Kids grow out of clothes in months.
Sometimes in weeks.
Sometimes they destroy a hoodie in kindergarten in one afternoon.

You make high-quality pieces.
Bio cotton.
Fair production.

Parents love it.
But they love it as “Sunday best”.
Not everyday wear.

Meanwhile Zara, H&M, Lindex are selling kids clothes for prices I can’t even buy the fabric for.

So we kept compensating.

With money.
With energy.
With belief.

Until belief turned into frustration.

And that hurt my ego.

I teach people how to build brands.
And I couldn’t build this one???

Then Ivon said something simple.

“You did rebuild the brand. The brand is beautiful.

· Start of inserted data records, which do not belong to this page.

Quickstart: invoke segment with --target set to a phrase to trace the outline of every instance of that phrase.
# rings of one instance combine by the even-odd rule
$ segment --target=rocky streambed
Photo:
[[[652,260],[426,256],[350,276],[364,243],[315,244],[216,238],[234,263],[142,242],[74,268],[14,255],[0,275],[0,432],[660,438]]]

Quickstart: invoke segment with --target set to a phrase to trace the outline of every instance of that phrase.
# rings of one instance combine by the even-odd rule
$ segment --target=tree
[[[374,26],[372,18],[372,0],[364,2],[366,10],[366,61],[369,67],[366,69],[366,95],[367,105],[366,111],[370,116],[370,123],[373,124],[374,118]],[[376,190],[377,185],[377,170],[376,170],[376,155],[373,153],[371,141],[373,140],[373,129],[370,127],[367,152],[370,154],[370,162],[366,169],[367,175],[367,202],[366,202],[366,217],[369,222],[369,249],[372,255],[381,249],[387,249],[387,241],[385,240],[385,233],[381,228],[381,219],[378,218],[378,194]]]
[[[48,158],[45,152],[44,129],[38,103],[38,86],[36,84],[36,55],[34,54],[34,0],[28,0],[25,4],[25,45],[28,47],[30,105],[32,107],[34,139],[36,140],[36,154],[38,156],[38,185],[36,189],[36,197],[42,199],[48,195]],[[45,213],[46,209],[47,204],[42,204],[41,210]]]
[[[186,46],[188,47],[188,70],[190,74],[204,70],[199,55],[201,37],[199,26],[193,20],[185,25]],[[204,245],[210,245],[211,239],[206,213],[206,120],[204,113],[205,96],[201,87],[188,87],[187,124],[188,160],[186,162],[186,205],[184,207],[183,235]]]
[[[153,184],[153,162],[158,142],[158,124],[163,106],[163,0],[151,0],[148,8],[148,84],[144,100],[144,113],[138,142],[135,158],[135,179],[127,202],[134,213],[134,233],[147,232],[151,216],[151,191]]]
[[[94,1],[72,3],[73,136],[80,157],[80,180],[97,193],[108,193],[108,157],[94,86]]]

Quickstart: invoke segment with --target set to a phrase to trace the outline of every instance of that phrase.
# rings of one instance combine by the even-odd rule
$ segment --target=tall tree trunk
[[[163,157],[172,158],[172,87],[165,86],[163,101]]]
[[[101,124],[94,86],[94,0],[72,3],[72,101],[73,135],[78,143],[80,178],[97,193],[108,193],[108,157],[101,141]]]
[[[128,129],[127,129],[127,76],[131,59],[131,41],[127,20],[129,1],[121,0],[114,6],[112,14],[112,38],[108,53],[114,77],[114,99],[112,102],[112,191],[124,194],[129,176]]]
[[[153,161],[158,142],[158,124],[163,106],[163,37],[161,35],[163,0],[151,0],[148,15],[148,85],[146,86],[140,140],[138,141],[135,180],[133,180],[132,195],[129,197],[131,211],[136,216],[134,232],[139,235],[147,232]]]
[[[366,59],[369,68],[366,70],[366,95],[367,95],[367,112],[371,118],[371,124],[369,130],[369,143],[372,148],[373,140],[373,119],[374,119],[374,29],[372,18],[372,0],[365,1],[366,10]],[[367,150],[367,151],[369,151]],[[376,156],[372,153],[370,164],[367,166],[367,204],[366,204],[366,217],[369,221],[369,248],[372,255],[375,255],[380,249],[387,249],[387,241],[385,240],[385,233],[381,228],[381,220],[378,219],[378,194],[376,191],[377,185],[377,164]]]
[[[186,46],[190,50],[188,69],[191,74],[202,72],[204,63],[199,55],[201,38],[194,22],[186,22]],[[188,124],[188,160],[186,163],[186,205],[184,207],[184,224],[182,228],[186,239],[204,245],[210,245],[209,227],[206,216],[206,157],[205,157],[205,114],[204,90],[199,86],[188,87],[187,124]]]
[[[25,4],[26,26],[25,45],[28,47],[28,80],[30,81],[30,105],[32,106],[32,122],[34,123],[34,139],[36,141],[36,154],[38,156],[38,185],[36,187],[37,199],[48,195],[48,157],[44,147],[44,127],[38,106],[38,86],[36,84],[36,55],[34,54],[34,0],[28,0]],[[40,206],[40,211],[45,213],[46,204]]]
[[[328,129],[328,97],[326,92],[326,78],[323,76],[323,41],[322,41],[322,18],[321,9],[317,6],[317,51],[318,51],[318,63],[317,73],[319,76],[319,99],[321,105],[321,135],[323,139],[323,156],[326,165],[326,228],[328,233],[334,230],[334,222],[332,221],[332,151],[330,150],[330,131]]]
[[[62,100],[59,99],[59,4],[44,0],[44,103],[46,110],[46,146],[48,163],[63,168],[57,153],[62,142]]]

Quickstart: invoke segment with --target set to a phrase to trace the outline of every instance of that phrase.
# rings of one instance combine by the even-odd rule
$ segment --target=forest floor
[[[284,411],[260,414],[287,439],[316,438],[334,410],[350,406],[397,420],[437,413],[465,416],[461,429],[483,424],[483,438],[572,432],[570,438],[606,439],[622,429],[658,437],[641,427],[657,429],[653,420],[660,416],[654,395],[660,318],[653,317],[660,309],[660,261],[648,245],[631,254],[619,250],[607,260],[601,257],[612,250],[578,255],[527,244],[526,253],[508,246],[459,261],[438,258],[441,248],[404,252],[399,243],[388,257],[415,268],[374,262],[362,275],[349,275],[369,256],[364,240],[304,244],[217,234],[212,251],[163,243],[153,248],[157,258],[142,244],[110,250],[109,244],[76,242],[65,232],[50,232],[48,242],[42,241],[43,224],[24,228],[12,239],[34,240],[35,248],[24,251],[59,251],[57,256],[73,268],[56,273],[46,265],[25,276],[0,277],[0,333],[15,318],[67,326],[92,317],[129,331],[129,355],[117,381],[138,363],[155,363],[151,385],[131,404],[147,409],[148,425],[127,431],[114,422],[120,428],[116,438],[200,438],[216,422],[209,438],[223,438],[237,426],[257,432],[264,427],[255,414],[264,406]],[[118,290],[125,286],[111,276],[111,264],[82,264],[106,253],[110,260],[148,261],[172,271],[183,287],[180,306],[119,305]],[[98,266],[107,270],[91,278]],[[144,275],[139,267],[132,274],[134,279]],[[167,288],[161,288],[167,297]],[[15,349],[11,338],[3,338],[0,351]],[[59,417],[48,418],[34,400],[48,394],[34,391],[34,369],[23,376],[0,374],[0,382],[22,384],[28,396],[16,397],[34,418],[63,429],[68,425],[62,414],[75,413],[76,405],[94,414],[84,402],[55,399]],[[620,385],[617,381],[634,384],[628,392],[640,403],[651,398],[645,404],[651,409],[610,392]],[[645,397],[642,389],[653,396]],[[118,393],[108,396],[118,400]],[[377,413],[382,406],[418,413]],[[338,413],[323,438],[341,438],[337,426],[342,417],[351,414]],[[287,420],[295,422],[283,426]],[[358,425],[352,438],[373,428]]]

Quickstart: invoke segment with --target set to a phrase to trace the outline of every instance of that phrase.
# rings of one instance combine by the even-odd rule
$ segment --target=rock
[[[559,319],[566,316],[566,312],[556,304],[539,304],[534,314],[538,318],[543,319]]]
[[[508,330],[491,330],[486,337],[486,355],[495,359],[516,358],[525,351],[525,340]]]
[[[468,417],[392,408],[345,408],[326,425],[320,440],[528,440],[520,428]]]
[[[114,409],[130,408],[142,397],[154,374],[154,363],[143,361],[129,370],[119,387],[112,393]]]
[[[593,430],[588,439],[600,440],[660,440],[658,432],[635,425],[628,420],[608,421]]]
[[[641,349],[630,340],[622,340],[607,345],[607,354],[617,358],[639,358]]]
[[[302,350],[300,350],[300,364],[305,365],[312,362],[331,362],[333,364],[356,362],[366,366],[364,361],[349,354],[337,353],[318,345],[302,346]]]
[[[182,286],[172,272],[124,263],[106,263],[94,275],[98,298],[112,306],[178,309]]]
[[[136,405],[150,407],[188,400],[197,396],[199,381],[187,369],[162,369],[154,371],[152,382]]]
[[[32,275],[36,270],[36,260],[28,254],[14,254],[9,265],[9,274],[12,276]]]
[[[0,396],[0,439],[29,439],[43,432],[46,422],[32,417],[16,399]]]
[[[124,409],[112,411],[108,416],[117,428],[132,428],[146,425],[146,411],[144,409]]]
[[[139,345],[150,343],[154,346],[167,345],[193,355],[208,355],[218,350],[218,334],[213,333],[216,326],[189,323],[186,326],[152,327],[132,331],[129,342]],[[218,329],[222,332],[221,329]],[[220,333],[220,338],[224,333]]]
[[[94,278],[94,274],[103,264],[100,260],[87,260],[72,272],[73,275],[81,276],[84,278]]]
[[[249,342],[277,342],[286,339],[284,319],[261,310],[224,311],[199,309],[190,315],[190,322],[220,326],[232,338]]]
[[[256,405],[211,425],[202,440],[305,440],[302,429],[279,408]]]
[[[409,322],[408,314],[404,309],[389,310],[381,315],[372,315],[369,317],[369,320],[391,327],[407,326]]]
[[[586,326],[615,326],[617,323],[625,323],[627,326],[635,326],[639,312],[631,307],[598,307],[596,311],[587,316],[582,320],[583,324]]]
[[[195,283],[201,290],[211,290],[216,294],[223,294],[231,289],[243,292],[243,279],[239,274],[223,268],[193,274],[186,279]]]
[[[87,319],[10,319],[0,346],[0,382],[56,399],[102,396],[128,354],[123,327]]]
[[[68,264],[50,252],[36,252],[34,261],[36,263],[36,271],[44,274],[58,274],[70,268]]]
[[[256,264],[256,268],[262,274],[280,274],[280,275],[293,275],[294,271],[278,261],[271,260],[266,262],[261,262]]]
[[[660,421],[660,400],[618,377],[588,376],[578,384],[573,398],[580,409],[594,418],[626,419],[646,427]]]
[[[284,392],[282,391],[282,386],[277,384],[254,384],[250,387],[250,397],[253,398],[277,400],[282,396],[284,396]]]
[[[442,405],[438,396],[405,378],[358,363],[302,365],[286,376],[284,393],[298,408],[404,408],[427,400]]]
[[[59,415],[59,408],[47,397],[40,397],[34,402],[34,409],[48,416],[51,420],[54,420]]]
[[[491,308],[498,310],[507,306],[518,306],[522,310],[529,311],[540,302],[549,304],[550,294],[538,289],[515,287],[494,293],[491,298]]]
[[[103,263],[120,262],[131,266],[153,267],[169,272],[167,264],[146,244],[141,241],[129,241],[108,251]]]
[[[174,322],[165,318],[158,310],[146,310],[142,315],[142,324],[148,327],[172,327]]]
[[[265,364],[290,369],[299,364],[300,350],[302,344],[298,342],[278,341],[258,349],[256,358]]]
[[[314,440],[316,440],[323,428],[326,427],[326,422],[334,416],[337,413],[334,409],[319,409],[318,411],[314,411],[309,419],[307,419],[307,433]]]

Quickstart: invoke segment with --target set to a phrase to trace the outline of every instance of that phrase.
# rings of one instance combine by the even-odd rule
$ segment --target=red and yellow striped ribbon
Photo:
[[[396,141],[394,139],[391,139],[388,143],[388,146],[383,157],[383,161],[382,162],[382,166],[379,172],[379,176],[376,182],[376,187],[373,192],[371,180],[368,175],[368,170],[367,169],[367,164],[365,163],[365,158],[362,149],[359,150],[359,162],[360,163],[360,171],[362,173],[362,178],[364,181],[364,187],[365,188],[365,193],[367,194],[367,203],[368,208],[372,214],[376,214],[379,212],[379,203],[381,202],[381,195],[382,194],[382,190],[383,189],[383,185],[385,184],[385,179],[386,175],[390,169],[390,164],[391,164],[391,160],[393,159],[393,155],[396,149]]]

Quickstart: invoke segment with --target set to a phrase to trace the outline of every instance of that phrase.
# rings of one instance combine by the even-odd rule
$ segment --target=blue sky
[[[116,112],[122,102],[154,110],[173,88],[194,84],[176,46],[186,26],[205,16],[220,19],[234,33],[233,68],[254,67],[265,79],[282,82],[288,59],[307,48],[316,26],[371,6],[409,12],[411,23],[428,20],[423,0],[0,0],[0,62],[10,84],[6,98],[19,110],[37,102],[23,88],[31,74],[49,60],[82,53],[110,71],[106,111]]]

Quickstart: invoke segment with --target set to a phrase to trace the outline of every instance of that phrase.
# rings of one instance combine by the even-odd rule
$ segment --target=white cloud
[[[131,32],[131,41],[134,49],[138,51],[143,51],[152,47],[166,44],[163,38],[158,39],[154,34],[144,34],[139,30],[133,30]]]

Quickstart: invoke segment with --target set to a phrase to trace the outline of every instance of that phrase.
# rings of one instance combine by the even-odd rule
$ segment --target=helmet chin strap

You just didn’t crack the business.”

She was right.

loof brand wasn’t ugly.
It wasn’t boring.
It wasn’t invisible.

It just didn’t break even.

And while we were pouring more and more into loof, we could feel the contrast elsewhere in our core business.

Places where energy came back multiplied.
Where momentum existed.
Where effort turned into growth instead of survival.

That’s when the decision became obvious.

We weren’t quitting because we failed.
We were ending because staying would cost more than stopping.

So we shut loof down.

Endings are rarely dramatic.
They’re rational.
Quiet.
Often misunderstood.

But they free up something powerful.

Focus.
Energy.
And the chance to put them where you’re actually winning.

The chapter “Koncofília” in my book was exactly about this:

Not quitting too early.
But knowing when enough is enough.

Because sometimes the bravest move isn’t starting something new. It’s ending something beautiful.